You are viewing a plain text version of this content. The canonical link for it is here.

Posted to java-user@lucene.apache.org by "Vaijanath N. Rao" <va...@aol.com> on 2008/04/26 11:01:45 UTC

Lucene Indexing structure

Hi Lucene-user and Lucene-dev,

I want to use lucene as an backend for the Image search (Content based 
Image retrieval).

Indexing Mechanism:
a) Get the Image properties such as Texture Tamura (TT), Texture Edge 
Histogram (TE), Color Coherence Vector (CCV) and Color Histogram (CH) 
and Color Correlogram  (CC) .
b) Convert each of these vector into String and index into lucene as 
fields, thush each Image (document in terms of lucene) consist of 6 
fields Image name, TT field, TE field, CCV field, CH field and CC field.

Searching Mechanism:
a) For the search Image convert the Image into the above 5 properties.
b) for every field and for every value within the field construct the 
query, For example let's say the user wants to search only Color 
histogram based similarity and the query Image has 3 1 4 5 as the CH 
value the query will look like.
    query = "CH:3 CH:1CH:4 CH:5"
c) for the results returned convert all the field values back into float 
and do the distance computation and re-rank the document with lower the 
distance on the top and larger distance at the bottom.
for example:
    For above query assume that output has two documents
    with one having CH as "1 3 5 4" and other one having CH as " 3 1 5 
4", so the distance computation will rank the second document higher 
than the first.

Obviously there is something wrong with the above approach (as to get 
the correct document we need to get all the documents and than do the 
required distance calculation), but that' due to lack of my knowledge of 
Luce and lucene's Index storage.

What I want to know how to improve upon the exsisting architecture other 
than making number of fields in the lucene equalling to total number of 
feature*size of each feature.

Any other pointer will be welcomed. Is there is any Range tree 
implementation within lucene which I can use for this operation.

--Thanks and Regards
Vaijanath N. Rao

---------------------------------------------------------------------
To unsubscribe, e-mail: java-user-unsubscribe@lucene.apache.org
For additional commands, e-mail: java-user-help@lucene.apache.org

Re: Lucene Indexing structure

Posted by Grant Ingersoll <gs...@apache.org>.
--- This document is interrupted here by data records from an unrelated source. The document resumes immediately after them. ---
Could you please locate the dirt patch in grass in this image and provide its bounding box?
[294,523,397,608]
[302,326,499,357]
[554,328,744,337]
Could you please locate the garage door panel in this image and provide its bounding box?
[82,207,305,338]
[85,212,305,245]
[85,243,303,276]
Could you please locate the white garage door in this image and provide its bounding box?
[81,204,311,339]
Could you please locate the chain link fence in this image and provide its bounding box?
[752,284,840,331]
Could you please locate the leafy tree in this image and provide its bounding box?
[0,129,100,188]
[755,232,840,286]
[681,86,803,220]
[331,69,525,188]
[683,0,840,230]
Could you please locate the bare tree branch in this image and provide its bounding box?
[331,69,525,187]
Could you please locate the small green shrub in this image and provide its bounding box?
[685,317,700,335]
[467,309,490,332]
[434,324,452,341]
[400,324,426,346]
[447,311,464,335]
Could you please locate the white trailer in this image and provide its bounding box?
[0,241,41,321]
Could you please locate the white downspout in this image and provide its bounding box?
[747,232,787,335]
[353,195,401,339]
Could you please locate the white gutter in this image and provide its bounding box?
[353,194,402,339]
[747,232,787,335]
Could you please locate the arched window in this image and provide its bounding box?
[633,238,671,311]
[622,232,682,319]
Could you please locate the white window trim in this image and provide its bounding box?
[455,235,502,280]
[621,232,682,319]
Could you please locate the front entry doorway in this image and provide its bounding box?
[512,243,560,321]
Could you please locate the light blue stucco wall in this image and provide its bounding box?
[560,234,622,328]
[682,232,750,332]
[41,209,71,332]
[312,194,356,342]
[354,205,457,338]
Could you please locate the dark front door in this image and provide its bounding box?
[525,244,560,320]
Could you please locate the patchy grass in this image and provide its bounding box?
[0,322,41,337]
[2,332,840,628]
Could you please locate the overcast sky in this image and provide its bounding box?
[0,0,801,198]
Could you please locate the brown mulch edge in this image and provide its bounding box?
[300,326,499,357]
Would a Function Query (ValueSourceQuery, see the  
org.apache.lucene.search.function package) work in this case?

-Grant

On May 4, 2008, at 9:35 AM, Vaijanath N. Rao wrote:

> Hi Chris,
>
> Sorry for the cross-posting and also for not making clear the  
> problem. Let me try to explain the problem at my hand.
>
> I am tying to write a CBIR (Content Based Image Reterival)  frame  
> work using lucene. As each document have entities such as title,  
> description, author and so on. I am decomposing each image and  
> extracting features like color histogram, texture and other  
> important attributes from every image and indexing it in lucene such  
> a way that each of this attribute is a field. I convert the float  
> values as string for every feature that I have extracted from the  
> image.
>
> While searching for similar image I extract the same set of features  
> for the query Image and than query lucene to get all those images  
> which have atleast one of the features, than I do the re-ranking  
> according to the difference of the features. Once the re-ranking is  
> done I submit the result.
> Here is where I need help, I need to know an optimal way to store  
> the values, so that searching take less time and I don't have to re- 
> ranking. Is there any way I can compare array of values rather than  
> one value.  What I essentially need is to get the query of type,  
> give me all those features which are less than K distance from the  
> current feature.
>
> --Thanks and Regagrds
> Vaijanath
>
> Chris Hostetter wrote:
>> : Hi Lucene-user and Lucene-dev,
>>
>> Please do not cross post -- java-user is the suitable place for  
>> your question.
>>
>> : Obviously there is something wrong with the above approach (as to  
>> get the
>> : correct document we need to get all the documents and than do the  
>> required
>> : distance calculation), but that' due to lack of my knowledge of  
>> Luce and
>> : lucene's Index storage.
>> : : What I want to know how to improve upon the exsisting  
>> architecture other than
>> : making number of fields in the lucene equalling to total number of
>> : feature*size of each feature.
>>
>> I suspect one of the reasons you haven't gotten much of a response  
>> yet is that people may not understand your problem statement -- I  
>> know nothing of Image Processing and even after googling "Color  
>> Histogram" I don't really understand how the examples you gave  
>> represent Color Histograms, or what it would mean to search on it  
>> with your example input.
>>
>> Perhaps you could describe in more detail what exactly some sample  
>> data looks like, why certian objects should match certain queries,  
>> (and just as importantly: why other objects shouldn't match, and  
>> give examples of one one object is a "better" match then another  
>> object for each example query.
>>
>> don't worry about Lucene Document/Field/QueryParse specifics --  
>> just explain the concepts you are dealing with.
>>
>>
>>
>> -Hoss
>>
>>
>
>
> ---------------------------------------------------------------------
> To unsubscribe, e-mail: java-user-unsubscribe@lucene.apache.org
> For additional commands, e-mail: java-user-help@lucene.apache.org
>

--------------------------
Grant Ingersoll

Lucene Helpful Hints:
http://wiki.apache.org/lucene-java/BasicsOfPerformance
http://wiki.apache.org/lucene-java/LuceneFAQ







---------------------------------------------------------------------
To unsubscribe, e-mail: java-user-unsubscribe@lucene.apache.org
For additional commands, e-mail: java-user-help@lucene.apache.org

Re: Lucene Indexing structure

Posted by "Vaijanath N. Rao" <va...@aol.com>.

Hi Chris,

Sorry for the cross-posting and also for not making clear the problem. 
Let me try to explain the problem at my hand.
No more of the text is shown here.